The city, though, got excited in the winter of 1942, when news broke that the Navy had plans to build a shipyard in Richmond. A site had been purchased at the end of 4th Street in South Richmond, and there were plans to lease a site close to what’s now the Richmond Marine Terminal, according to another of Griggs’ books, “World War II: Richmond Virginia.”
It didn’t take long for the plans to unspool, though: U.S. Sen.
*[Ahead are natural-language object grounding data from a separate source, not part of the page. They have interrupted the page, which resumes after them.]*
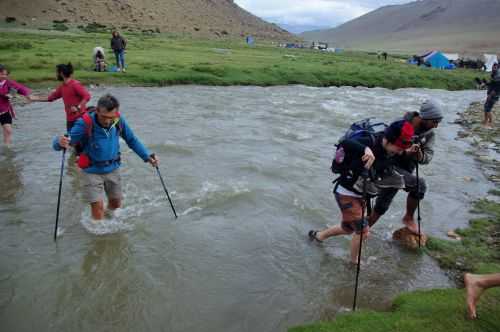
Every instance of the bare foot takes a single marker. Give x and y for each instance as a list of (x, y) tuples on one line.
[(96, 221), (410, 224), (473, 294)]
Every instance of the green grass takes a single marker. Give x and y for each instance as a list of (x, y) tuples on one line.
[(158, 60), (440, 310), (421, 311)]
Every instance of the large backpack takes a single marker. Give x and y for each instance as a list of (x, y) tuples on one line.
[(83, 160), (342, 164)]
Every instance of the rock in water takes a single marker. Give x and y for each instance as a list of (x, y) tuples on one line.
[(408, 239)]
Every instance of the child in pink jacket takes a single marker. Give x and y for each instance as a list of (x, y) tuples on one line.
[(6, 110)]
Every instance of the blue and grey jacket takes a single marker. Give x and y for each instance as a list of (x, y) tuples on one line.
[(103, 147)]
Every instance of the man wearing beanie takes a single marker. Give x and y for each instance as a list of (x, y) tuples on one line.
[(361, 154), (421, 151)]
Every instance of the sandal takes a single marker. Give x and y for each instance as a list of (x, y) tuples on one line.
[(313, 237)]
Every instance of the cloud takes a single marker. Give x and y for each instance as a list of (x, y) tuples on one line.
[(317, 13)]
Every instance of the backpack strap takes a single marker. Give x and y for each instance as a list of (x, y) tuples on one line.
[(87, 119), (89, 123)]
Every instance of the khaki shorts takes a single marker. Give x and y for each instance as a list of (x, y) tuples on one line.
[(94, 185), (352, 213)]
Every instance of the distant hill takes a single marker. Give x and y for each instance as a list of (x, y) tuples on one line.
[(211, 18), (467, 26)]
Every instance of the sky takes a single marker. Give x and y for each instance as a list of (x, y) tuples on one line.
[(302, 15)]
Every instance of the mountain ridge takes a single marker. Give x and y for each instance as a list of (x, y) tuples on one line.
[(206, 18), (451, 25)]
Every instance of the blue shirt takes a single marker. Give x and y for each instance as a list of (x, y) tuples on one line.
[(104, 144)]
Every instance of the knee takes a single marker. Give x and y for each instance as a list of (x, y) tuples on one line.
[(115, 203), (422, 188)]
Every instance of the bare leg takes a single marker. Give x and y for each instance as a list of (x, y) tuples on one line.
[(475, 285), (373, 218), (408, 219), (97, 209), (113, 204), (7, 134), (329, 232)]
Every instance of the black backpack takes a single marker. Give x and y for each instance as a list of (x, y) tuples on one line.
[(342, 164)]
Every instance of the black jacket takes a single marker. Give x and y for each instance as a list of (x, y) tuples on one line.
[(118, 43)]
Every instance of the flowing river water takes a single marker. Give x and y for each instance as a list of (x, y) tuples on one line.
[(248, 171)]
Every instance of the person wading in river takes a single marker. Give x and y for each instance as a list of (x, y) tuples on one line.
[(360, 155), (73, 93), (98, 134), (421, 151), (7, 113)]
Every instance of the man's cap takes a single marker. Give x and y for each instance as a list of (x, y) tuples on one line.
[(431, 110), (400, 133)]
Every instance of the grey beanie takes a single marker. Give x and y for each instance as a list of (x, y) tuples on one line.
[(431, 110)]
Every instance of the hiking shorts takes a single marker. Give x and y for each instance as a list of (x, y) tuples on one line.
[(352, 213), (386, 195), (5, 118), (488, 106), (95, 185)]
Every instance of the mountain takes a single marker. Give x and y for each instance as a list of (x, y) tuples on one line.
[(467, 26), (209, 18)]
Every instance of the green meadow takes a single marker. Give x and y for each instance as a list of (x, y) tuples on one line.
[(440, 310), (160, 60)]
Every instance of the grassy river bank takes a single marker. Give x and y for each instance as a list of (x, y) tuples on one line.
[(160, 60), (477, 251)]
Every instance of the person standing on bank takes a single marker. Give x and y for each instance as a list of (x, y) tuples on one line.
[(118, 45), (98, 134), (421, 151), (74, 95), (6, 110)]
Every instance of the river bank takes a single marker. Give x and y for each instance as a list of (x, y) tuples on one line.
[(475, 250), (162, 60)]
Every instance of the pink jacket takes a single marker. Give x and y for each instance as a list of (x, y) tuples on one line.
[(5, 87)]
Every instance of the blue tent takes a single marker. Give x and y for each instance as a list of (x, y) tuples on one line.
[(436, 59)]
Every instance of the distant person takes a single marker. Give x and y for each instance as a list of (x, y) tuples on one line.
[(98, 133), (475, 285), (7, 113), (72, 92), (118, 45), (362, 155), (493, 94), (99, 61)]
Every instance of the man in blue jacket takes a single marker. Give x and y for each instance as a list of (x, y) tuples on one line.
[(97, 135)]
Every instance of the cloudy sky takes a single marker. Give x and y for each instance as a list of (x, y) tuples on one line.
[(302, 15)]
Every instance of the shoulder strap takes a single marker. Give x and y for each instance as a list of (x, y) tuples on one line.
[(87, 119)]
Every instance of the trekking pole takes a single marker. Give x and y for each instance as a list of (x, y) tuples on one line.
[(165, 188), (360, 245), (63, 159), (418, 208)]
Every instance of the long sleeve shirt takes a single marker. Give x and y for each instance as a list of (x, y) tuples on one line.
[(5, 87), (73, 93), (103, 145)]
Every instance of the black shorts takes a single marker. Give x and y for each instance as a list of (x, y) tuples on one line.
[(5, 118)]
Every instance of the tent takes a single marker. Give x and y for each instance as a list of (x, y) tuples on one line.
[(451, 56), (489, 61), (435, 59)]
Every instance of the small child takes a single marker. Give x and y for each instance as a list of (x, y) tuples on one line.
[(6, 110)]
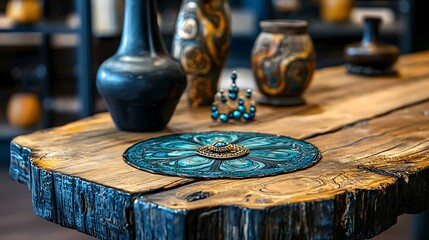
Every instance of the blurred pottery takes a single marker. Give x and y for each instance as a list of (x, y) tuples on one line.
[(370, 56), (201, 43), (141, 83), (24, 110), (287, 6), (336, 10), (24, 11), (283, 61)]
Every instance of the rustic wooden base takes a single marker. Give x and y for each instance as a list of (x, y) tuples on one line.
[(373, 135)]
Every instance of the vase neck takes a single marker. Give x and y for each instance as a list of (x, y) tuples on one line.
[(371, 31), (141, 34)]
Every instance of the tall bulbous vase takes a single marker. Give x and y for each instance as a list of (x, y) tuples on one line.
[(201, 43), (141, 83)]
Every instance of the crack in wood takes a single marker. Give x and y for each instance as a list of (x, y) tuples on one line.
[(384, 172)]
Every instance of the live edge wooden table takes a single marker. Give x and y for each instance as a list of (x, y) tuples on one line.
[(373, 134)]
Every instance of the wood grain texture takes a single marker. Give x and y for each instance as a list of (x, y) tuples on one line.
[(370, 173), (372, 133)]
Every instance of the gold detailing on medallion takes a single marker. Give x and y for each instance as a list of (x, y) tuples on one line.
[(222, 150)]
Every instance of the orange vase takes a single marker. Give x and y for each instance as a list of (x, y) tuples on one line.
[(24, 110), (336, 10), (24, 11)]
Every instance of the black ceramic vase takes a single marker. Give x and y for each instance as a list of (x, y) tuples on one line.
[(141, 83), (370, 56)]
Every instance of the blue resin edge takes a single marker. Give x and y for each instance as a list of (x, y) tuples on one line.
[(96, 210)]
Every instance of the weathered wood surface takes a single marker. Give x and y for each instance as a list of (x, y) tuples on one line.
[(373, 134)]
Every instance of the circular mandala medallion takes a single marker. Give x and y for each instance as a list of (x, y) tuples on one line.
[(222, 155)]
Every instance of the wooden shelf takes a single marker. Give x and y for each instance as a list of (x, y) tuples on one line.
[(8, 132)]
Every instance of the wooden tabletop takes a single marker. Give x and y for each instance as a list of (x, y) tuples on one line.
[(373, 134)]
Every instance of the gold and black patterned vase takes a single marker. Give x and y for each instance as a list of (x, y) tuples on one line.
[(201, 43), (283, 62)]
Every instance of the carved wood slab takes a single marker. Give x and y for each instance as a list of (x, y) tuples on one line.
[(373, 134)]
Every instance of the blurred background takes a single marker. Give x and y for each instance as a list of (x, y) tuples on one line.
[(49, 57)]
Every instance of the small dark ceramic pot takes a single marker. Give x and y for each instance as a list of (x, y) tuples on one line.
[(283, 61), (141, 83), (370, 56)]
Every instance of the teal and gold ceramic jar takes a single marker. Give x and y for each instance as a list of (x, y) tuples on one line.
[(283, 61)]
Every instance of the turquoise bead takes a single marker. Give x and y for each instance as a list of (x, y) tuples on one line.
[(241, 108), (237, 115), (215, 115), (223, 118)]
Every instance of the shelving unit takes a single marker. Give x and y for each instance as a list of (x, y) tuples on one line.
[(84, 76)]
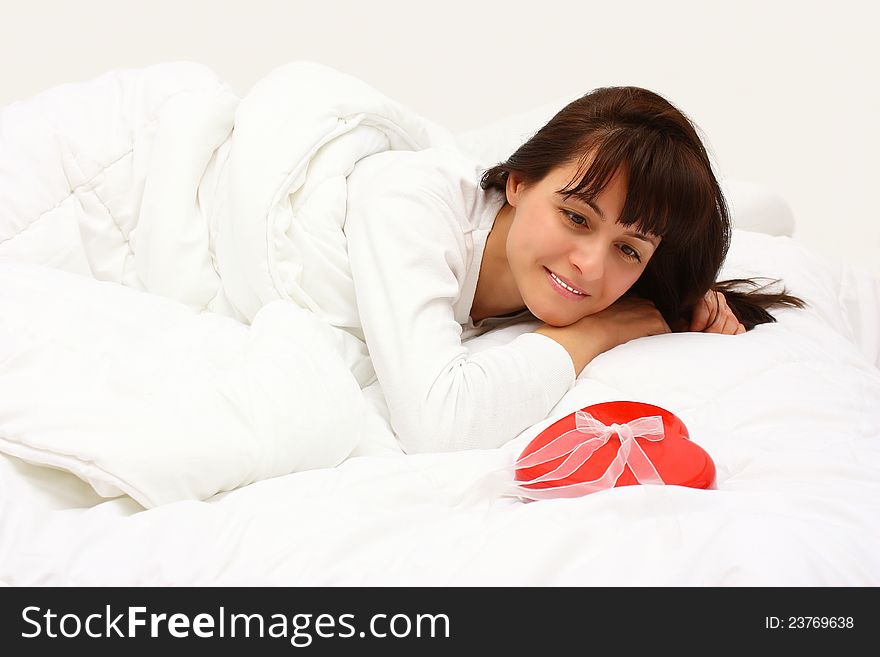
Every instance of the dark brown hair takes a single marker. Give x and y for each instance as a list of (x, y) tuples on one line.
[(672, 192)]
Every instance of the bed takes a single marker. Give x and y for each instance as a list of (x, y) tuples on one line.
[(129, 294)]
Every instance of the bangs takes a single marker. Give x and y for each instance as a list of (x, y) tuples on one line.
[(668, 193)]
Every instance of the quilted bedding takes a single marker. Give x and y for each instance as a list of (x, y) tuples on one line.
[(790, 412), (162, 180)]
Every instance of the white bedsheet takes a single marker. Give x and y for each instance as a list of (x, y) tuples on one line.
[(790, 413)]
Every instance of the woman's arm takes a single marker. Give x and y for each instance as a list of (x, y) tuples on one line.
[(409, 254)]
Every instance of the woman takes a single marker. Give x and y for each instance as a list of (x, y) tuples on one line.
[(607, 225)]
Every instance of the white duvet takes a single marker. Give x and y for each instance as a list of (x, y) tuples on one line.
[(133, 389)]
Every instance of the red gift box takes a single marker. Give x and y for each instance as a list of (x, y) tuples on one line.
[(638, 434)]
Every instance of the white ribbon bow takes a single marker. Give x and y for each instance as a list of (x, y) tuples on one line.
[(580, 443)]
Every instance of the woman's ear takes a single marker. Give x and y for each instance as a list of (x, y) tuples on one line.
[(514, 188)]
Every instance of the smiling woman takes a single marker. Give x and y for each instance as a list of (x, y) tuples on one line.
[(607, 225), (628, 171)]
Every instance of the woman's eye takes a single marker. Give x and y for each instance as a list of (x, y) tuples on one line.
[(631, 253), (577, 220)]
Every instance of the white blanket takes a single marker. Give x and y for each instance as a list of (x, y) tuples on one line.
[(789, 412), (161, 180)]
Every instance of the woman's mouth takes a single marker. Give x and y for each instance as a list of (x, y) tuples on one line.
[(562, 288)]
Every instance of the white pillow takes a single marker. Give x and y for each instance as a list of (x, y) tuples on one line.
[(136, 393)]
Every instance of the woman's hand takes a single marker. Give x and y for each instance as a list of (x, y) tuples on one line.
[(725, 321)]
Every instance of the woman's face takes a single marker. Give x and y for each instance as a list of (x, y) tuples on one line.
[(553, 242)]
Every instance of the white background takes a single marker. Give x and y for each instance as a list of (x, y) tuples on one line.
[(786, 93)]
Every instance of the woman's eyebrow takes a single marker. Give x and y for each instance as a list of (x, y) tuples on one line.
[(601, 214)]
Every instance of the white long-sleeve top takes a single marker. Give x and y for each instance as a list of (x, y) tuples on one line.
[(416, 229)]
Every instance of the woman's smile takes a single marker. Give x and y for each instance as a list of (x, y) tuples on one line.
[(563, 289)]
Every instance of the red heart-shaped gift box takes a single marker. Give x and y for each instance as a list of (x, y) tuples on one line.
[(677, 459)]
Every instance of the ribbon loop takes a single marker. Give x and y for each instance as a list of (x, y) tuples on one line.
[(579, 444)]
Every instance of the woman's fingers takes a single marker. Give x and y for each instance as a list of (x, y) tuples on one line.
[(701, 314), (725, 322)]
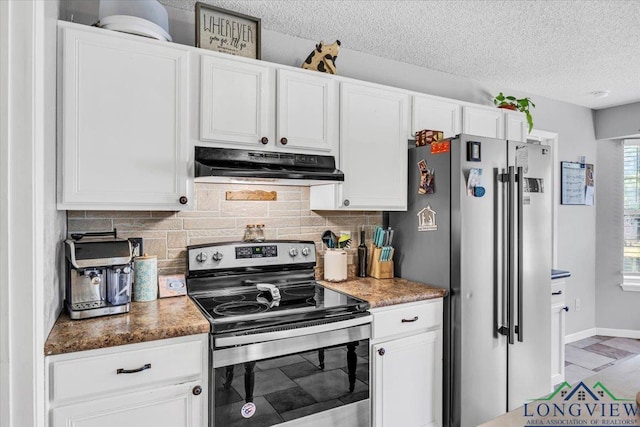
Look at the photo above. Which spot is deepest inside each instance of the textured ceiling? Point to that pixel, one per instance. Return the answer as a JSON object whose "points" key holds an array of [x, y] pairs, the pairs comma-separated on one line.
{"points": [[563, 50]]}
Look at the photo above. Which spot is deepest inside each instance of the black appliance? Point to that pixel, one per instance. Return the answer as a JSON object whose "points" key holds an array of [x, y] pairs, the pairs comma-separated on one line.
{"points": [[282, 346]]}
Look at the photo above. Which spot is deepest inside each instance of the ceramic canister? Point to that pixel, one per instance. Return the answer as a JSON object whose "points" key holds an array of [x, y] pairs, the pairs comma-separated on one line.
{"points": [[335, 265], [145, 284]]}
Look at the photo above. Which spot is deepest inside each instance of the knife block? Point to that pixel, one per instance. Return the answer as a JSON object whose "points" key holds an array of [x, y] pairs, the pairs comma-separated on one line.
{"points": [[379, 269]]}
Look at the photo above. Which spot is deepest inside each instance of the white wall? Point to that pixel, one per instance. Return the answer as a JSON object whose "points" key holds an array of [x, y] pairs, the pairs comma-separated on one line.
{"points": [[30, 226], [574, 124]]}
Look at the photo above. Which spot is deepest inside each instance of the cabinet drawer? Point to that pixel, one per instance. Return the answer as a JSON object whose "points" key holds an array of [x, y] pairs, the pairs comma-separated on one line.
{"points": [[112, 372], [557, 291], [406, 319]]}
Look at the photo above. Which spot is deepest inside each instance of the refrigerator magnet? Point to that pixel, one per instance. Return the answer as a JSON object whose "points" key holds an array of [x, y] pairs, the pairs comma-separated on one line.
{"points": [[473, 151], [427, 219]]}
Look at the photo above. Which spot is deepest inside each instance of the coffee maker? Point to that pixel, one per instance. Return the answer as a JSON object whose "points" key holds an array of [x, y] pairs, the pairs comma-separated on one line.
{"points": [[98, 274]]}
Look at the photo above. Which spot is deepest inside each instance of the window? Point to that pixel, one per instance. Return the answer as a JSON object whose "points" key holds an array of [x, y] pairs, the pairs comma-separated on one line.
{"points": [[631, 207]]}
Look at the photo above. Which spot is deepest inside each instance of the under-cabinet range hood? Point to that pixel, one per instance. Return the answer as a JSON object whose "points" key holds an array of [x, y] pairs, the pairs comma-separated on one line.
{"points": [[229, 165]]}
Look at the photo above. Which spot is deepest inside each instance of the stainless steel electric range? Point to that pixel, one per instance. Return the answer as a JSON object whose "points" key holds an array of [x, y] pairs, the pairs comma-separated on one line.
{"points": [[283, 348]]}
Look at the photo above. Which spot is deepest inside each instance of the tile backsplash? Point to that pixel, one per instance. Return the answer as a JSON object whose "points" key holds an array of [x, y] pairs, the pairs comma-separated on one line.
{"points": [[214, 219]]}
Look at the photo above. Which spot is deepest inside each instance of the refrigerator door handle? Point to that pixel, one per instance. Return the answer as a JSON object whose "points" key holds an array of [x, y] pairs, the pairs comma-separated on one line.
{"points": [[511, 255], [502, 266], [520, 179]]}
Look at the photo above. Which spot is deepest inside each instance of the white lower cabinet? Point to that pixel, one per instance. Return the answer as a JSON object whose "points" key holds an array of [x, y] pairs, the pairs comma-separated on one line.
{"points": [[558, 312], [406, 355], [159, 383]]}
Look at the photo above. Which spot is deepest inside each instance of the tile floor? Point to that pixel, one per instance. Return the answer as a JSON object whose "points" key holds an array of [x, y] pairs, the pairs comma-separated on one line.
{"points": [[290, 387], [586, 357]]}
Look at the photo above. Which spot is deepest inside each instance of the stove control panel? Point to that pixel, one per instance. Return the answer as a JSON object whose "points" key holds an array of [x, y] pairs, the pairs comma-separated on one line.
{"points": [[237, 255]]}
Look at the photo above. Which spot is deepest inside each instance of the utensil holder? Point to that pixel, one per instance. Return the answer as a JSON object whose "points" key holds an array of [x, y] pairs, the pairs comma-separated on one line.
{"points": [[379, 269]]}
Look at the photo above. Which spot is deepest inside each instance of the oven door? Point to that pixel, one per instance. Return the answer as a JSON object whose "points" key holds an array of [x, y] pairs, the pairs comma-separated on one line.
{"points": [[320, 379]]}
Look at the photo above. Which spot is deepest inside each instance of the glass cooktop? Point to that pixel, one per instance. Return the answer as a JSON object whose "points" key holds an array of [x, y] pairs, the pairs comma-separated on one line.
{"points": [[246, 307]]}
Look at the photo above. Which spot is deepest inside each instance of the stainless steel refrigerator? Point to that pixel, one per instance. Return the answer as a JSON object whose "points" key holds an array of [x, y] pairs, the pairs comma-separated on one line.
{"points": [[487, 238]]}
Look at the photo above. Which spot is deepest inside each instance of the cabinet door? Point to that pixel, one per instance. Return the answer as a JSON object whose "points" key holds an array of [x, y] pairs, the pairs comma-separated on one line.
{"points": [[237, 104], [436, 114], [373, 148], [516, 126], [124, 123], [408, 381], [172, 406], [557, 343], [483, 121], [307, 117]]}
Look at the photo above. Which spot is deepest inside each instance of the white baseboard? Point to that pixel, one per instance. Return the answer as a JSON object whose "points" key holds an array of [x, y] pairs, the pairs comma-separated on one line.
{"points": [[579, 335], [606, 332], [622, 333]]}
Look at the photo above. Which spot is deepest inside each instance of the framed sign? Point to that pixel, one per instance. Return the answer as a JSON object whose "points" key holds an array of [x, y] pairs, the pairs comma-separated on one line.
{"points": [[577, 183], [227, 32]]}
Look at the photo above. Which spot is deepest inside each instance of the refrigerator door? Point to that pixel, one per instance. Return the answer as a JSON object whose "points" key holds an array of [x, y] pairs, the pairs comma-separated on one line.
{"points": [[477, 282], [529, 358]]}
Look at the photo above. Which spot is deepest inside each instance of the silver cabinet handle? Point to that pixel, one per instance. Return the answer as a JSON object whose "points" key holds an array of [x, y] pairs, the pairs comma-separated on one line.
{"points": [[133, 371]]}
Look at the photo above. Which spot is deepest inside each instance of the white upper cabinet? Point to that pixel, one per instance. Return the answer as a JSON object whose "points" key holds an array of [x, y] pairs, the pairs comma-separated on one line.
{"points": [[373, 151], [436, 114], [516, 126], [123, 136], [236, 102], [307, 111], [483, 121], [253, 105]]}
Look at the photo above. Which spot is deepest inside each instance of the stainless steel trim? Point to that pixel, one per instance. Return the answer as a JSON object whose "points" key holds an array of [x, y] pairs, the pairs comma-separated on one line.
{"points": [[511, 256], [501, 306], [520, 237], [227, 341], [309, 341]]}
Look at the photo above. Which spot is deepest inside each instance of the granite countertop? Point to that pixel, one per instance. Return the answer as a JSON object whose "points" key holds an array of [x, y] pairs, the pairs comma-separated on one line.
{"points": [[146, 321], [621, 380], [383, 292]]}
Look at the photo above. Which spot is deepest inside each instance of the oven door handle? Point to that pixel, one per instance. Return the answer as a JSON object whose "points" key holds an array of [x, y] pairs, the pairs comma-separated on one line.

Harry Byrd of Virginia announced on April 30, 1942, that the shipyard was canceled.
“Richmonders took the demise of the shipyard in stride but regretted all of the federal government funds that were used for no purpose,” Griggs wrote.
With the size of oceangoing vessels today challenging ports all over the country and the world, the idea of a containership making its way up the snaky James River seems a little ridiculous.
Yet the big barge that threads its way up and down the river from the port, in water depths that range up to about 24 feet near the Richmond terminal, offers some promise of a gradual transformation.
To walk the 121-acre site today is, in some ways, a journey back in time, offering a glimpse of what port facilities everywhere were like before cargo containers revolutionized the maritime industry.
Like a Hollywood set for a film about life on the docks back in the day, the cavernous warehouses are a mix of empty space and breakbulk cargo – noncontainerized goods packed in or on bales, drums, crates and the like.
Here are pallets of tile bound for Kentucky; there, giant bags of plastic pellets bound for Pakistan and India.
What appear to be connecting rail tracks lie just outside the doors of the warehouses, though they haven’t been used in decades.
There is, though, an active CSX line on the property, which runs parallel to Interstate 95, adjacent to the terminal grounds.
The operations aren’t restricted to the riverside warehouses.
In another area of the site, trucks wait to dump their loads of soybeans and other grains from around the region onto a conveyor belt system that whisks them into waiting containers already on the backs of trucks.
It’s a work in progress, and port officials say they’re in it for the long haul.
Years ago, the terminal was a bustling regional hub.
“Our plan is to make it that again,” Harris said. “It’s going to take some time.”